# do u know that  BILL GATES WRIST WATCH ROTATES IN ANTI-CLOCKWISE DIRECTION?



## kerthivasan (May 9, 2007)

HI GUYS.
MY FRIEND SAID me that wrist watch of bill gates rotates in anti clockwise direction..
this is bocoz. we all see the hours we have completed 
but bill gates sees how many hours he still have on that day to ahieve something and this is one of the reason for his success..

I DON'T KONW WHETHER IT IS CORRECT OR NOT?
WHAT'S UR OPNION GUYS


----------



## QwertyManiac (May 9, 2007)

Your friend is a mail forwarder or sends a lot of SMS by any chance?


----------



## vish786 (May 9, 2007)

wow tats pretty cool.... watching how many hours i still have to work.

no wonder bill gates is such a great man with tat great money


----------



## rakeshishere (May 9, 2007)

Accept that he is ambitious....but not to this extent


----------



## Anindya (May 9, 2007)

May be after few days we will come to know the person from whome he had copied this idea.


----------



## Vishal Gupta (May 9, 2007)

These are just pieces of complements for Bill gates, not true.
Imagine when he has to attend a meeting and he is calculating the exact time.


----------



## ~Phenom~ (May 9, 2007)

this is obviously fake.


----------



## cooldip10 (May 10, 2007)

FAKE for sure.. 

As Vishal Gupta said.. How will he attend his meetings and other things on time.. 

It must be true that he takes everyday a challenge to do something new.
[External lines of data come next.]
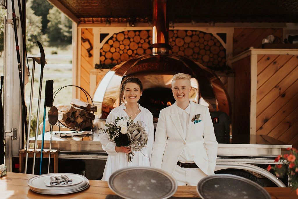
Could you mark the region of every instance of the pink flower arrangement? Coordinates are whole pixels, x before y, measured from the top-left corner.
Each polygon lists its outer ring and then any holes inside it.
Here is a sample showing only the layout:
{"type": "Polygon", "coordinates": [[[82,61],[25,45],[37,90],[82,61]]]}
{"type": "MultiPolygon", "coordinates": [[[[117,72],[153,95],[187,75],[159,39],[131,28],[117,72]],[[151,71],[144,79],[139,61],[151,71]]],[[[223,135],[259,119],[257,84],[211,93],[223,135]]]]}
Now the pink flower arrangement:
{"type": "MultiPolygon", "coordinates": [[[[296,194],[298,195],[298,150],[294,148],[288,148],[287,150],[290,151],[289,154],[283,156],[285,160],[289,163],[287,164],[278,164],[274,167],[269,165],[267,170],[270,171],[271,169],[274,170],[276,177],[282,177],[285,174],[287,174],[289,177],[289,182],[292,184],[292,188],[296,190],[296,194]]],[[[281,156],[279,155],[274,160],[274,162],[280,161],[281,156]]]]}

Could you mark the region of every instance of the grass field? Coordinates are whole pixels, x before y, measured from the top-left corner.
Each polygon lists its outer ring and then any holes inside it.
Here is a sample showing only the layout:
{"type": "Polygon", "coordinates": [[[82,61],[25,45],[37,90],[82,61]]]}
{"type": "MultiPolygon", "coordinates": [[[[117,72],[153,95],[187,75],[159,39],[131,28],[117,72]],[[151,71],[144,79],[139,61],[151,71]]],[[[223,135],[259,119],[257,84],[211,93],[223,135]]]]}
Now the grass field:
{"type": "MultiPolygon", "coordinates": [[[[45,66],[44,70],[39,117],[40,124],[42,122],[43,117],[46,81],[49,80],[52,80],[54,81],[53,87],[54,92],[61,87],[71,85],[72,82],[72,55],[71,45],[67,46],[63,49],[53,47],[44,47],[44,48],[46,60],[47,64],[45,66]],[[57,52],[57,55],[51,54],[52,52],[54,51],[57,52]]],[[[28,54],[28,56],[40,57],[39,49],[38,48],[34,49],[32,53],[28,54]]],[[[3,55],[0,57],[0,75],[3,75],[3,55]]],[[[32,60],[28,58],[28,61],[30,72],[31,74],[32,72],[32,60]]],[[[35,136],[41,71],[40,65],[36,63],[34,72],[30,137],[35,136]]],[[[29,77],[28,83],[25,86],[25,101],[28,111],[32,77],[31,74],[31,76],[29,77]]],[[[61,90],[55,98],[54,105],[57,105],[59,104],[69,104],[72,97],[72,93],[71,87],[61,90]]]]}

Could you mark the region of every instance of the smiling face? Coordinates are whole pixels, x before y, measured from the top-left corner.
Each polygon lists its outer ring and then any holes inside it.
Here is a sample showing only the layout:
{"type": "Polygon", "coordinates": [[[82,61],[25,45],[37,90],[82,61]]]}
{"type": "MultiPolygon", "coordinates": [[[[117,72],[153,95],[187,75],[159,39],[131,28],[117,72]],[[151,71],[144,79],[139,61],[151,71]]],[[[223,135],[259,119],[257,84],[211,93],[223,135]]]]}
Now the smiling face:
{"type": "Polygon", "coordinates": [[[172,82],[172,91],[174,98],[178,102],[182,103],[188,101],[191,89],[188,80],[176,80],[172,82]]]}
{"type": "Polygon", "coordinates": [[[136,103],[140,99],[142,92],[137,84],[128,82],[125,84],[123,96],[128,103],[136,103]]]}

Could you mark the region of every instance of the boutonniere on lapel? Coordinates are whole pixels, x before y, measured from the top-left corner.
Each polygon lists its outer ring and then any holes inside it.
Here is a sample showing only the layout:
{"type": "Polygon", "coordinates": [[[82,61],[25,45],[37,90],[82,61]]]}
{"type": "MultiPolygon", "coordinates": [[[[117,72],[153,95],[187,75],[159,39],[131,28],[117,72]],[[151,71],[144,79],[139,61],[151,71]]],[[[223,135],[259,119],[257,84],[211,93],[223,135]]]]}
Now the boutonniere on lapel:
{"type": "Polygon", "coordinates": [[[197,114],[195,116],[193,119],[191,120],[192,122],[193,122],[195,124],[198,122],[199,122],[202,120],[200,119],[200,117],[201,116],[201,114],[197,114]]]}

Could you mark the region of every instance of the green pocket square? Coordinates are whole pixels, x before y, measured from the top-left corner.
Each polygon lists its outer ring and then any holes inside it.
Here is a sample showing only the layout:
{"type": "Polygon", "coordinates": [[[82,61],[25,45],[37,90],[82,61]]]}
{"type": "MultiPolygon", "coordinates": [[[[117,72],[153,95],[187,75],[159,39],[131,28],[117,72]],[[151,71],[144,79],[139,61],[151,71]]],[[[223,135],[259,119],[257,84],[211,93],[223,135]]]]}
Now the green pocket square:
{"type": "Polygon", "coordinates": [[[196,123],[197,123],[198,122],[201,122],[201,121],[202,120],[201,120],[200,119],[198,120],[195,120],[193,122],[195,124],[196,123]]]}

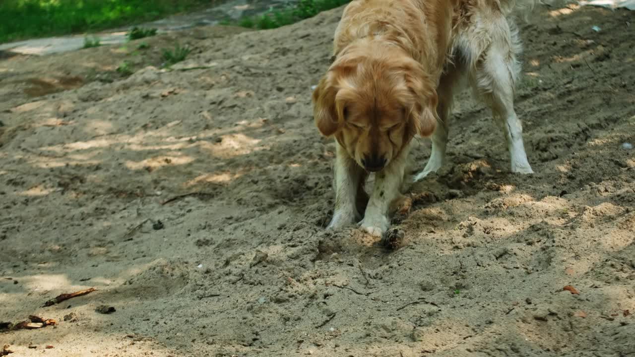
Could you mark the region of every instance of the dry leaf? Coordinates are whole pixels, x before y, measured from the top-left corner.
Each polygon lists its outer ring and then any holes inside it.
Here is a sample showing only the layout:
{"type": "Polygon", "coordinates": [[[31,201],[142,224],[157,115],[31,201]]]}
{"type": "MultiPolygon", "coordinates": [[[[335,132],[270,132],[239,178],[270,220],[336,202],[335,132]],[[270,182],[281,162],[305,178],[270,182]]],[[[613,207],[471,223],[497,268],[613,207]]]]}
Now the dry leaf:
{"type": "Polygon", "coordinates": [[[567,285],[567,286],[565,286],[564,288],[563,288],[562,290],[566,290],[568,292],[570,292],[571,293],[575,293],[575,294],[580,295],[580,292],[578,291],[578,289],[576,289],[575,288],[574,288],[573,286],[572,286],[571,285],[567,285]]]}

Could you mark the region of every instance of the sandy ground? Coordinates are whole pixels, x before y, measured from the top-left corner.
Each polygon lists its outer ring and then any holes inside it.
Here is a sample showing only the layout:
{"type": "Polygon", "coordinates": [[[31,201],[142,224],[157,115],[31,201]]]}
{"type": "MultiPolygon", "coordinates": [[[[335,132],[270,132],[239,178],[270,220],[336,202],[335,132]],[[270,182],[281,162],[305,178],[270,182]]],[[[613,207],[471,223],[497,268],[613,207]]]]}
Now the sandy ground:
{"type": "MultiPolygon", "coordinates": [[[[635,144],[635,17],[572,8],[540,6],[521,26],[516,107],[536,173],[508,173],[490,113],[462,95],[451,163],[410,189],[392,250],[323,228],[333,145],[313,126],[310,88],[341,9],[275,30],[184,34],[196,50],[176,67],[206,67],[190,71],[91,81],[89,60],[119,60],[107,48],[3,60],[0,322],[58,324],[1,332],[0,347],[635,356],[635,150],[622,147],[635,144]],[[83,86],[25,91],[57,74],[83,86]]],[[[420,140],[413,170],[429,154],[420,140]]]]}

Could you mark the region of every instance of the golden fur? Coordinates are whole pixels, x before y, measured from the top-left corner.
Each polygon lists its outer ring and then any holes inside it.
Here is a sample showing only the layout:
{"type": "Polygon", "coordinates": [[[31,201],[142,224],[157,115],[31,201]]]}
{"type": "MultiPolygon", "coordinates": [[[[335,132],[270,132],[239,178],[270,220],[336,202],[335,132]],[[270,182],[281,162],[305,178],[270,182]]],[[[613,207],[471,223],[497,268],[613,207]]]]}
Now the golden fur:
{"type": "Polygon", "coordinates": [[[361,217],[376,235],[389,226],[410,144],[432,137],[418,180],[444,161],[453,94],[467,83],[503,124],[512,170],[529,173],[513,109],[520,51],[514,8],[533,0],[356,0],[335,31],[334,61],[312,96],[316,125],[337,142],[335,210],[329,227],[361,217]],[[377,172],[370,201],[363,186],[377,172]],[[366,205],[366,201],[368,204],[366,205]]]}

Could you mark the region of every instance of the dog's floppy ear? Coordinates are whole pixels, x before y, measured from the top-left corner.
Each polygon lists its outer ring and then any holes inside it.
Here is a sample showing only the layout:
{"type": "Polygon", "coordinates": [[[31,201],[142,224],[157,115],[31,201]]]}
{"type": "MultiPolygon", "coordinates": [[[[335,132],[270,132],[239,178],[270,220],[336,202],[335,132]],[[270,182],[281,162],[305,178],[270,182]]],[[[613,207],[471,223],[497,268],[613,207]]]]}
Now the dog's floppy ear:
{"type": "Polygon", "coordinates": [[[318,130],[325,137],[335,133],[340,126],[336,95],[334,74],[330,71],[320,79],[312,97],[313,119],[318,130]]]}
{"type": "Polygon", "coordinates": [[[439,97],[420,65],[408,65],[404,69],[406,85],[412,95],[404,104],[408,126],[414,133],[429,137],[434,131],[439,120],[439,97]]]}

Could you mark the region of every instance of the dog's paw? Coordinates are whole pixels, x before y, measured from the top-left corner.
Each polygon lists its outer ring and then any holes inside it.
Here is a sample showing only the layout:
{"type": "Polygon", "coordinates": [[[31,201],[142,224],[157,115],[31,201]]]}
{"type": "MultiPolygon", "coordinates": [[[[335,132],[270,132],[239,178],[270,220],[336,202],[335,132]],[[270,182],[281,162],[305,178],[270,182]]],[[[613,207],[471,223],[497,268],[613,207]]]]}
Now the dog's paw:
{"type": "Polygon", "coordinates": [[[333,218],[331,219],[331,222],[326,226],[326,229],[339,229],[354,222],[354,213],[336,212],[333,214],[333,218]]]}
{"type": "Polygon", "coordinates": [[[375,237],[381,237],[388,230],[390,222],[385,216],[366,217],[359,224],[360,227],[375,237]]]}

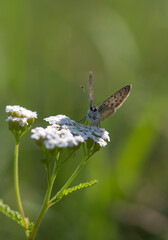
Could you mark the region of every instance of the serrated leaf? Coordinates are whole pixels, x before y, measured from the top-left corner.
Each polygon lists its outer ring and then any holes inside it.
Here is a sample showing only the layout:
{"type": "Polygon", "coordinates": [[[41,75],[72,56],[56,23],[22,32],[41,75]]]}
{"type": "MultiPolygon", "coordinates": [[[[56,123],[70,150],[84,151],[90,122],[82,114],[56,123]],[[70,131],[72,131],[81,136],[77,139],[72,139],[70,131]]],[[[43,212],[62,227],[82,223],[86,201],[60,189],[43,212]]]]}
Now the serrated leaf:
{"type": "MultiPolygon", "coordinates": [[[[2,199],[0,199],[0,211],[5,214],[7,217],[13,219],[14,221],[16,221],[18,224],[20,224],[22,227],[25,228],[25,224],[23,221],[23,218],[21,216],[21,214],[17,211],[11,210],[11,208],[4,204],[2,199]]],[[[26,218],[27,224],[28,224],[28,228],[27,230],[30,230],[33,226],[33,223],[29,223],[29,219],[26,218]]]]}
{"type": "Polygon", "coordinates": [[[93,185],[95,185],[98,181],[97,180],[92,180],[90,182],[86,182],[86,183],[80,183],[79,185],[76,185],[72,188],[67,188],[65,189],[62,194],[59,196],[60,198],[62,198],[63,196],[68,195],[69,193],[75,192],[77,190],[83,189],[83,188],[87,188],[87,187],[92,187],[93,185]]]}

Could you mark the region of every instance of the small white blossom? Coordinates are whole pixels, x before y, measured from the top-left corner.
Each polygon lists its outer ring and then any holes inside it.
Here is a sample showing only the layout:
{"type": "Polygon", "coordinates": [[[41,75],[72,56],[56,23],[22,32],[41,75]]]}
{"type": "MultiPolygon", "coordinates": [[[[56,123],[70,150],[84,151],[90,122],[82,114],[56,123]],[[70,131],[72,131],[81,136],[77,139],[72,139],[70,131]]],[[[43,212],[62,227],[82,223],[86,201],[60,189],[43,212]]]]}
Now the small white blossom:
{"type": "Polygon", "coordinates": [[[46,122],[49,124],[59,124],[59,125],[76,125],[77,123],[71,120],[69,117],[65,115],[57,115],[57,116],[50,116],[48,118],[44,118],[46,122]]]}
{"type": "Polygon", "coordinates": [[[9,123],[16,123],[16,125],[18,124],[20,127],[32,125],[34,118],[37,118],[36,112],[32,112],[26,108],[20,107],[19,105],[6,106],[6,112],[9,114],[6,121],[9,123]]]}
{"type": "Polygon", "coordinates": [[[69,129],[58,129],[55,125],[32,129],[31,138],[42,140],[46,149],[74,147],[84,142],[81,136],[73,135],[69,129]]]}
{"type": "Polygon", "coordinates": [[[19,117],[12,117],[12,116],[9,116],[7,119],[6,119],[7,122],[15,122],[17,123],[19,126],[21,127],[24,127],[25,125],[28,125],[27,123],[27,118],[19,118],[19,117]]]}
{"type": "Polygon", "coordinates": [[[31,137],[37,141],[42,139],[47,149],[73,147],[89,139],[100,147],[105,147],[106,141],[110,141],[109,133],[105,129],[78,124],[65,115],[51,116],[44,120],[53,125],[33,129],[31,137]]]}
{"type": "Polygon", "coordinates": [[[8,105],[6,106],[6,112],[9,113],[9,115],[16,115],[17,117],[21,118],[37,118],[37,113],[32,112],[26,108],[20,107],[19,105],[8,105]]]}

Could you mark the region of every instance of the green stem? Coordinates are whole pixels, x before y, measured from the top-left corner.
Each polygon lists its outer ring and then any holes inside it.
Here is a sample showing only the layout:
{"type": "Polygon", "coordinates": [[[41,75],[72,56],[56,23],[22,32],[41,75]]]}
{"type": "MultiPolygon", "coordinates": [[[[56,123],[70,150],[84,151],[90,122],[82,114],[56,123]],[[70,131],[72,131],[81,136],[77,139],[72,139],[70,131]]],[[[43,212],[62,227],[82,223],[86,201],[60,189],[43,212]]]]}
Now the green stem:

Great man he is!!


----------



## srikanthgss (May 10, 2007)

must be filthy rich to order a custom watch that rotates in opposite direction and thats what bill is !


----------



## aditya.shevade (May 10, 2007)

I have heard from my friend... on a quite high post in MS (in OS department.. dunno the details)... that Bill Gates even attends some meetings wearing shorts and T-shirt..... And it wasn't looking as if he was lying....


----------



## rajivnedungadi (May 10, 2007)

It might be a bug in his watch, like his softwares but he is just trying to hide it by saying that its a feature


----------



## ~Phenom~ (May 10, 2007)

^^haha.
ROFL


----------



## aryayush (May 10, 2007)

If this was one of the reasons for his success, every other person would sport that sort of a watch. This is just a cock and bull story.


----------



## Gigacore (May 11, 2007)

LOL no one can stop time.... then how come bill gates rewind the clock


----------



## freebird (May 11, 2007)

dont know about his watch,but there are rumours about who he actually is!
*egomania.nu/gates.html

*philip.greenspun.com/WealthClockRealTime


----------



## iMav (May 11, 2007)

its a compliment ... nothing more than tht


----------



## nepcker (May 11, 2007)

When I was in high school, I had modified the classroom's clock (we had one on each class) to rotate in the anti-clockwise direction. I had actually done it so that I won't fall asleep on certain classes (anti-clockwise rotating clocks are refreshing).

Why didn't *I* (and my classmates) so rich?

(Is it that I should have modified my *wrist* watch?)


----------